Sources told ABC11 that the Mint will close its doors for good in a few weeks and will then reopen as something else.
With its cold metal doors and no signs reading we're open, Wayne Floyd didn't know the Mint was open for business.
"I did not know that it's open," said Floyd. "It looks like it's closed to me right now."
And soon, it will close for good and reopen as a different concept.
"Frankly, I'm surprised it lasted as long as it did," said former city councilman Philip Isley.
Isley was against the idea of the city spending $1 million in taxpayer money to renovate the old bank building and outfit it for a restaurant.
"I certainly would have rather that we spread the money out to businesses that had been downtown for quite some time and that would have allowed those who weathered the tearing up of Fayetteville Street and the building of the PNC Plaza building, or other substantial works, to share in some of that money, some of that taxpayer money."

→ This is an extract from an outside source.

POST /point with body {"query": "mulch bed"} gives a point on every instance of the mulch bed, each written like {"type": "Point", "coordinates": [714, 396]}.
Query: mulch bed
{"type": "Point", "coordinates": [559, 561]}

"No money ever went to any tenant or the Mint restaurant or anyone else," said Raleigh City Manager Russell Allen.
Allen pointed out that the city invested in a city owned building and leased the space to the Mint at the market rate.
"I know that there's been speculation that somehow the city subsidized that restaurant and that's never been the case, never, ever been the case," said Allen.
Allen said taxpayers have not suffered any loss since the restaurant's owners have paid more than $600,000 in rent over the last four years. Also, those owners said they plan to stay in the space with a different menu but create a different environment.